3 Sectors Ready To Benefit From Wage Recovery
No sooner had the new tax cuts been signed and companies were already making big announcements on how they were going to drive growth and earnings in the new era of lower corporate rates.
Boeing announced a $300 million boost to employee training, workplace infrastructure and other programs. AT&T made headlines with a $1,000 bonus for more than 200,000 of its employees.
Many of the announcements centered on worker bonuses and wages. Both Fifth Third Bancorp and Wells Fargo announced they would be increasing the minimum wage to $15 an hour for all employees.
Fourth-quarter earnings could bring a wave of these programs when they begin late January, but the early announcements may signal a turning point in the economy, one several years in the making.
#-ad_banner-#Besides resolutions and holiday bills, the new year could bring higher wages for many, and I’ve found three sectors that could see outsized gains.
Who Cares Where Wage Growth Comes From?
More than 30 companies have already come out publicly to announce plans related to the new tax cuts. Most have involved share buybacks funded with the potential cash flow, but many have talked up higher wages and investments in workers.
It’s not just large companies that could be putting more money in workers’ pockets next year. 18 states will see the minimum wage increase in 2018 for an estimated increase of $5 billion to 4.5 million workers. The increases range from minor inflation adjustments of $0.35 an hour in Michigan to larger jumps of $1 per hour to Maine’s minimum wage.
Naysayers might say that wage growth is way overdue given the employment rate and employer polls that consistently point to difficulty finding workers. The Bureau of Labor Statistics reports that annual growth in average hourly earnings has grown by just 2.2% over the last decade.
If we get a sudden jump in wages, they would argue that it’s all the pent-up demand on the supply side of labor.
If wages had grown at the 3.2% annual average reported before the recession, the average hourly wage for non-government employees would be nearly 10% higher than actual estimates.
The Federal Reserve has long argued that unemployment near historic lows should be pushing up wages and inflation along with it. Unemployment touched 4.1% in November, the lowest since 2000 and well below where many think the non-accelerating inflation rate of unemployment (NAIRU) stands.
The idea of the NAIRU makes intuitive sense. If everyone that wants a job has one, then employers will have to start increasing wages to persuade workers to change jobs.
In practice, it just hasn’t worked that way and wage growth has stagnated for most of the recovery.

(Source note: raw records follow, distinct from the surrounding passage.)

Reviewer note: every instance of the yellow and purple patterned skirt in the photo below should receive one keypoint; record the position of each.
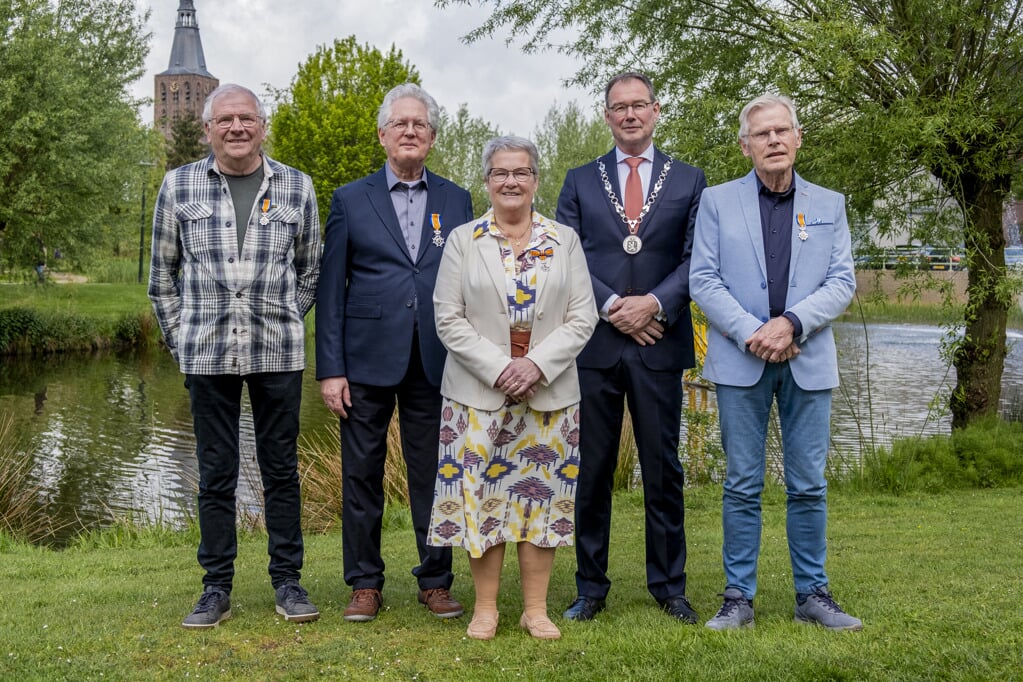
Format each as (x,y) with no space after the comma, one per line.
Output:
(506,475)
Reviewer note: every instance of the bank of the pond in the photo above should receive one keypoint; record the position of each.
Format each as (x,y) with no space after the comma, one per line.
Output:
(61,318)
(56,318)
(937,603)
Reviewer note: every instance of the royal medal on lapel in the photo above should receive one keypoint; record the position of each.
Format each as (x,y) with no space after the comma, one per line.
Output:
(435,220)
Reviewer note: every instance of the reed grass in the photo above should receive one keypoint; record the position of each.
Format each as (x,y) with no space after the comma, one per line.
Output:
(23,511)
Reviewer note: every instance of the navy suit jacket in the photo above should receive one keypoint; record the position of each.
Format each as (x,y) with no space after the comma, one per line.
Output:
(661,267)
(372,294)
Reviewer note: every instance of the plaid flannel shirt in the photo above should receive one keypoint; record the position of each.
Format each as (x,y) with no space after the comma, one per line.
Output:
(225,312)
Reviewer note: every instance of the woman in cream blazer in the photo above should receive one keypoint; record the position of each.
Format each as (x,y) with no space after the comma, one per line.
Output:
(514,307)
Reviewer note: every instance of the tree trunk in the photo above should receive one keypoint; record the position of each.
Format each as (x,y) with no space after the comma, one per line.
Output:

Either way, whether it’s from the tax cuts or longer-term economic strength, 2018 could see considerably higher wage costs for employers as they start announcing increases, driving consumer prices and forcing others to match.
Are Higher Wages a Good Thing?
A return of inflationary pressures would certainly be welcome by commodity producers, especially gold and other precious metals miners. The price of gold, a store of value during inflationary times, fell below $1,400 an ounce in 2012 and hasn’t broken back above a narrow range around $1,300 in years.
1. Miners could see shares boosted from repatriation of offshore earnings as well and the ability to shield income from taxes with immediate expensing of capital spending. The offset would be that the Federal Reserve may decide to raise rates faster than expected, which would boost the dollar and limit gains in real assets like precious metals.
2. Staffing firms could do well as employees look to other options if their employers won’t raise rates along with the trend. Firms like Robert Half International (NYSE: RHI) and ManpowerGroup (NYSE: MAN) would also benefit from higher wages through the fees the companies collect when they place an employee contract.
While ManpowerGroup is more internationally-diversified, Robert Half books nearly 80% of its revenue domestically and will benefit from the lower tax rate on U.S. business.
3. Financials should also do well in a wage-growth environment. The inflationary pressure would force up the long end of the interest rate curve, leading to greater profitability for lenders. Modest economic growth should also support loan demand from consumers and businesses.
Not all sectors will benefit equally from higher wages or the potential for a return to inflationary pressures on the economy.
Retail could be a mixed bag as high wage costs hit a labor-intensive sector, though revenue would rise on higher consumer spending. Consumers spend roughly a third of their spending on consumer discretionary items. The industry pays one of the highest average effective rates on taxes and could be a disproportionate beneficiary of recent tax cuts.
Risks To Consider: Sectors with labor-intensive businesses could see the benefits of higher prices and good economic growth wiped out by wage costs.
Action To Take: Position for the return of wage growth in 2018 with stocks in sectors that will benefit from inflationary pressures and consumer spending.